Thousands of genetic sequences with origins in ancient viral infections are active in the human brain and contribute to susceptibility to psychiatric disorders such as schizophrenia, bipolar disorder and major depressive disorder, researchers said in a study released on Friday.
Their study has identified two sequences from human endogenous retroviruses (HERVs) associated with a risk for schizophrenia, one HERV sequence associated with the risk of both bipolar disorder and schizophrenia, and one associated with the risk of
depression.
Although earlier research had hinted that HERV sequences may play a role in major psychiatric disorders, the new study is the first to demonstrate that a specific set of HERV sequences active in the human brain enhances the risk of the disorders. The findings were published on Wednesday in the journal Nature Communications.

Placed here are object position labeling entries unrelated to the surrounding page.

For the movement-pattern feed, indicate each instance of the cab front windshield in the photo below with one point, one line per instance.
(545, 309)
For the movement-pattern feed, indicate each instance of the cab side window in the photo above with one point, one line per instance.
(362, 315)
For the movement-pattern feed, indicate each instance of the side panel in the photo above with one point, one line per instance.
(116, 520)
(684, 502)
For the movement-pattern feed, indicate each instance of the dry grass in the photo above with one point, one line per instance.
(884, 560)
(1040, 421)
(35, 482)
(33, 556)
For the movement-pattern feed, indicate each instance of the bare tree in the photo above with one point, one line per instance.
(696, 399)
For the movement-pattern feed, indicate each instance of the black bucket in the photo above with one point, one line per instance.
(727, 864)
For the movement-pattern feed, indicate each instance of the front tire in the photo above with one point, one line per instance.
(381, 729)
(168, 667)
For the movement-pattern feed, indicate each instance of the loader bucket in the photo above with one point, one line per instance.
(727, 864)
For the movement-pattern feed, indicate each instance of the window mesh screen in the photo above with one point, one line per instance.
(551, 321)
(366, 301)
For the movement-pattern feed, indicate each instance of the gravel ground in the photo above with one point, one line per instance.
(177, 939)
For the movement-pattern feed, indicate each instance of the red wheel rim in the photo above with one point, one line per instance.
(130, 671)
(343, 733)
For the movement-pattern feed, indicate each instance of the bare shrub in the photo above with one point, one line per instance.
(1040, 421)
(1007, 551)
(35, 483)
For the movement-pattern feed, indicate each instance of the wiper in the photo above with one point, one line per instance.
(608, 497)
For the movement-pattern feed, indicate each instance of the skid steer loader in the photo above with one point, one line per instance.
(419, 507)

“Our results suggest that these viral sequences play a more important role in the human brain than originally thought,” said Timothy Powell, a study team member and senior lecturer in genetics and neuroscience at King’s College.

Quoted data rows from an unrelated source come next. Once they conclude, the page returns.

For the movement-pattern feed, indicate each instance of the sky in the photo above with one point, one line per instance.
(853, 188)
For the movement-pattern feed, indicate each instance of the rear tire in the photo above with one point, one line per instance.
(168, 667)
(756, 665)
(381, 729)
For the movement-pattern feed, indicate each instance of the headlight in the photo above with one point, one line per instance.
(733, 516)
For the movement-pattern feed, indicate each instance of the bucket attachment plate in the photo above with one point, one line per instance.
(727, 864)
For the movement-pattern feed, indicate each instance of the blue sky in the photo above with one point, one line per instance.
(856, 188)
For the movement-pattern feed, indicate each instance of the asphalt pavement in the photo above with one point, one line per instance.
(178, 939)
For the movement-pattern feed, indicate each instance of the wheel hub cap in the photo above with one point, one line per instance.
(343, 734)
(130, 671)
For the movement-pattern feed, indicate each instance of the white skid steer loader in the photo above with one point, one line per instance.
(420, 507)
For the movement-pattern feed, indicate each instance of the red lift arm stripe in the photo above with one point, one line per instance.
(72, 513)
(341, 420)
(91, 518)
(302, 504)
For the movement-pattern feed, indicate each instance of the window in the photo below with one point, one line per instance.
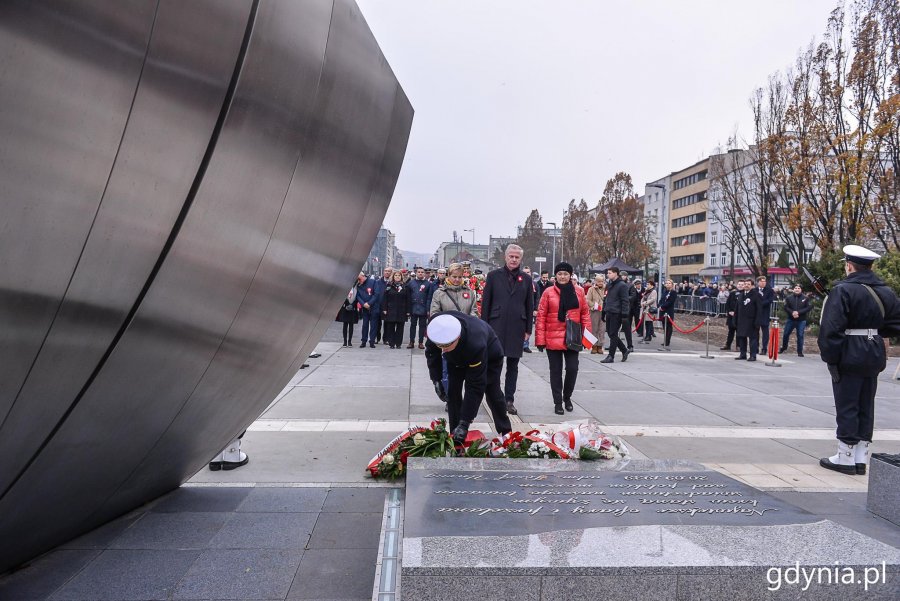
(689, 220)
(688, 200)
(687, 260)
(691, 179)
(689, 239)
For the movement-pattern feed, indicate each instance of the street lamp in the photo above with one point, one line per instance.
(662, 227)
(554, 243)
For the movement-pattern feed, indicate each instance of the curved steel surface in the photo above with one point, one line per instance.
(171, 211)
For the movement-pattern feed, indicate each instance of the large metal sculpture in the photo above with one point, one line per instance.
(186, 191)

He said that specific HERV activity profiles appear associated with an increased susceptibility for some psychiatric disorders.
Scientists have known for two decades that 8 per cent of the human genome is made up of HERV sequences that originated from ancient retroviral infections over 1 million years ago.
The sequences inserted themselves in the genome and multiplied through a copy-paste mechanism. Earlier studies have collectively catalogued some 14,968 HERV sequences, representing over 60 retroviral families.
Genome researchers have hypothesised that some of these so-called fossil virus sequences, which were once dismissed as “junk DNA”, may control the activity of nearby genes.
The first hint of a role for HERV sequences in psychiatric disorders emerged in
2001 when medical researchers at the Johns Hopkins School of Medicine in the US identified retroviral genetic material in the cerebrospinal fluid and brains of individuals with schizophrenia.
The evidence has grown over the past two decades through studies hinting at HERV sequences influencing bipolar disorder and schizophrenia among other neurological disorders. Earlier studies, however, relied on small sample sizes, limiting the reliability of their findings.
Powell and his colleagues analysed data from genetic studies that involved tens of thousands of people, both with and without psychiatric disorders and from 792 post-mortem brain samples to look for connections between HERV activity and psychiatric disorders.
“Our study was better able to circumvent the limitations of earlier studies because we used HERV expression with better precision alongside data from large genetic studies and analysed thousands of people with mental health conditions and unaffected individuals,” Powell told The Telegraph. This is something no other study has done, he said.
Rodrigo Duarte, a research fellow at King’s College and the study’s first author, said the HERV sequences are not just “junk DNA”.
“We find nearly 5,000 HERV sequences expressed in the brain. The expression of HERVs correlates with genetic risk to (some) psychiatric disorders,” Duarte said.